Geode Lucene Index Example

This example demonstrates the use of a simple Lucene index. Lucene provides a powerful text search and analysis.

In this example, two servers host a single partitioned region with entries that represent employee information. The example indexes the first and last names of employees.

This example assumes that Java and Geode are installed.

Set up the Lucene index and region

  1. Set directory geode-examples/lucene to be the current working directory. Each step in this example specifies paths relative to that directory.

  2. Build the example (with EmployeeData class)

     $ ../gradlew build
  3. Run a script that starts a locator and two servers, creates a Lucene index called simpleIndex, and then creates the example-region region. A Lucene index must be created before creating the region.

     $ gfsh run --file=scripts/start.gfsh
  4. Run the example to populate both the Lucene index and example-region. The data will also be retrieved from the region and printed to the console.

     $ ../gradlew run

Try gfsh commands that interact with the region and do Lucene searches

  1. Run a gfsh command to see the contents of the region

     $ gfsh
     gfsh>connect --locator=localhost[10334]
     gfsh>query --query="select * from /example-region"
  2. Try different Lucene searches for data in example-region

     gfsh> list lucene indexes

    Note that each server that holds partitioned data for this region has both the simpleIndex , analyzerIndex and the nestedObjectIndex.
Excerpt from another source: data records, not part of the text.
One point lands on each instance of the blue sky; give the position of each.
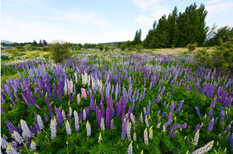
(95, 21)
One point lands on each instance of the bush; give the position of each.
(123, 47)
(191, 47)
(59, 52)
(139, 47)
(106, 48)
(29, 47)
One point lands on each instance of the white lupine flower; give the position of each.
(132, 118)
(141, 117)
(3, 143)
(40, 123)
(76, 121)
(151, 132)
(10, 149)
(63, 114)
(130, 148)
(196, 138)
(70, 111)
(205, 148)
(33, 146)
(128, 129)
(68, 130)
(25, 128)
(147, 121)
(53, 128)
(134, 136)
(100, 138)
(88, 127)
(84, 114)
(145, 137)
(17, 137)
(102, 126)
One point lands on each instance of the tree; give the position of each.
(59, 52)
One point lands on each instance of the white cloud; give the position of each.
(219, 7)
(151, 10)
(87, 18)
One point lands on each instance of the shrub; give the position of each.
(123, 47)
(139, 47)
(59, 52)
(191, 47)
(29, 47)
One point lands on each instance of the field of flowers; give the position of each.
(116, 103)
Each Lucene index is stored as a co-located region with the partitioned data region.

    // Search for an exact name match gfsh>search lucene --name=simpleIndex --region=example-region --queryStrings=“Jive” --defaultField=lastName

    // Search for last name using fuzzy logic: sounds like ‘chive’ gfsh>search lucene --name=simpleIndex --region=example-region --queryStrings=“chive~” --defaultField=lastName

    // Do a compound search on first and last name using fuzzy sounds like logic gfsh>search lucene --name=simpleIndex --region=example-region --queryStrings=“firstName:cat~ OR lastName:chive~” --defaultField=lastName

    // Do a compound search on last name and email using analyzerIndex gfsh>search lucene --name=analyzerIndex --region=example-region --queryStrings=“lastName:hall~ AND” --defaultField=lastName

    // Do a compound search on nested object with both 5035330001 AND 5036430001 in contacts // Note: 5035330001 is the phone number of one of the contacts, 5036430001 is phone number of another contact. Since they are both contacts of this employee, it will lead to this employee. gfsh>search lucene --name=nestedObjectIndex --region=/example-region --queryString=“5035330001 AND 5036430001” --defaultField=contacts.phoneNumbers

    // If query on 5035330001 AND 5036430002, it will not find the person, because the 2 phone numbers belong to different people's contacts. gfsh>search lucene --name=nestedObjectIndex --region=/example-region --queryString=“5035330001 AND 5036430002” --defaultField=contacts.phoneNumbers

    // If query on 5035330001 OR 5036430002, it will find 2 people's entries gfsh>search lucene --name=nestedObjectIndex --region=/example-region --queryString=“5035330001 OR 5036430002” --defaultField=contacts.phoneNumbers

  3. Examine the Lucene index statistics

     gfsh>describe lucene index --name=simpleIndex --region=example-region

    Note the statistic show the fields that are indexed and the Lucene analyzer used for each field. In the next example we will specify a different Lucene analyzer for each field. Additional statistics listed are the number of documents (region entries) indexed, number of entries committed as well as the number of queries executed for each Lucene index.

  4. Exit gfsh and shut down the cluster

     $ gfsh run --file=scripts/stop.gfsh
  5. Clean up any generated directories and files so this example can be rerun.